Likewise, there's characters like Claw Iori and Vice that can do ridiculous amounts of damage with meter. They also have OK neutral games, but need meter to get access to the EX moves and supers that patch some holes their meterless neutral game has. As such, they tend to need meter to be truly scary, which means putting either one on point is a bit questionable. But as an anchor, with a lot of meter available, they're only the tiniest bit behind the top tier, if they're behind at all. They also tend to do OK in the middle slot because they have some meter available.

So, you can build teams like EX Iori, EX Kyo, Karate or EX Iori, Karate, Kim. Sure. Rock solid, neither team really cares about character order so you can game matchups all you want.
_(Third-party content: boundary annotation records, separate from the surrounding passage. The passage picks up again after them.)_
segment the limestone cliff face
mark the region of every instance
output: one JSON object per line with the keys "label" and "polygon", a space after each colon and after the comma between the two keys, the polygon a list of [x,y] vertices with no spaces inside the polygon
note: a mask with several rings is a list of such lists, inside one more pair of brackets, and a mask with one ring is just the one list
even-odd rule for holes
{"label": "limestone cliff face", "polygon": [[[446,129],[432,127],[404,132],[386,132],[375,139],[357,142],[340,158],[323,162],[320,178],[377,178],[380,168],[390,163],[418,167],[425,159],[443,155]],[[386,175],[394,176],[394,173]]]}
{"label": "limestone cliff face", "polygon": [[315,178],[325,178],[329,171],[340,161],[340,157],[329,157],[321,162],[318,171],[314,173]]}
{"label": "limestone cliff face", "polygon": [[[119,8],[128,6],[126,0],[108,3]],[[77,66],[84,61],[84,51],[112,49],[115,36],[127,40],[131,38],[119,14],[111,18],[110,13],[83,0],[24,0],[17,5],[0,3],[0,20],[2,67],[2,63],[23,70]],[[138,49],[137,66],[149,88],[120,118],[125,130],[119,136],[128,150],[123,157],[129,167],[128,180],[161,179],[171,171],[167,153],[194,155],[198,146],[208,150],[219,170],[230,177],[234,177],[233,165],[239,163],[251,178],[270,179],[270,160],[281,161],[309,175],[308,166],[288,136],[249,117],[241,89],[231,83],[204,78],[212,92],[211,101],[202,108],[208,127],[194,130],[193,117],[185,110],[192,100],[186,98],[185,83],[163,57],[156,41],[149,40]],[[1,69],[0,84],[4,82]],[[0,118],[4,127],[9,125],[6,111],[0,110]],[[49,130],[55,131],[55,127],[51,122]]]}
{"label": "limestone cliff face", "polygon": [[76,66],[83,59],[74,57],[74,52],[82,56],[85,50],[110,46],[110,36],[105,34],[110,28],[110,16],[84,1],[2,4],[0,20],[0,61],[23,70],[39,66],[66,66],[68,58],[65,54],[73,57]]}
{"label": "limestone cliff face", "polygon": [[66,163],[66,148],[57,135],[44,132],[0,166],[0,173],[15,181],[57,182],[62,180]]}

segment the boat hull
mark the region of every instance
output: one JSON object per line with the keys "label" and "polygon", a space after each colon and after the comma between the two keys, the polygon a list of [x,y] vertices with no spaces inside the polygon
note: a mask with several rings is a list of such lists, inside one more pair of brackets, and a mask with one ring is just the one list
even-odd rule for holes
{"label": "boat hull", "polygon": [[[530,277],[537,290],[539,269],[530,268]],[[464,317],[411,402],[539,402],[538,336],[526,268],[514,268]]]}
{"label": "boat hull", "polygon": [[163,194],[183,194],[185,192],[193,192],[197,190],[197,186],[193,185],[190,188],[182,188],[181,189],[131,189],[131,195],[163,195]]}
But something like, say, Duo Lon, Kyo, Claw Iori is just as solid as that team. It just cares about it's order a little more. And even then, while all three prefer the slots I assigned them, Kyo is OK 1st or 3rd, and neither Duo Lon nor Iori terribly mind being 2nd, so you can still switch around a bit.

Or you could run Duo Lon, King, Vice. Again, rock solid, but a step more rigid because Vice really can't leave the third slot. You still have absolutely solid characters in every slot and can switch Duo Lon and King around.

Or see Juice's team: King, Takuma, Leona. Again, a bit order constrained to be sure, but against the field in general you can't really find fault in it. Leona's a good anchor, King is absolutely stellar on point, and Takuma can do monstrous things with only a little bit of meter.

There's a lot of really solid teams you can build if you put your mind to it.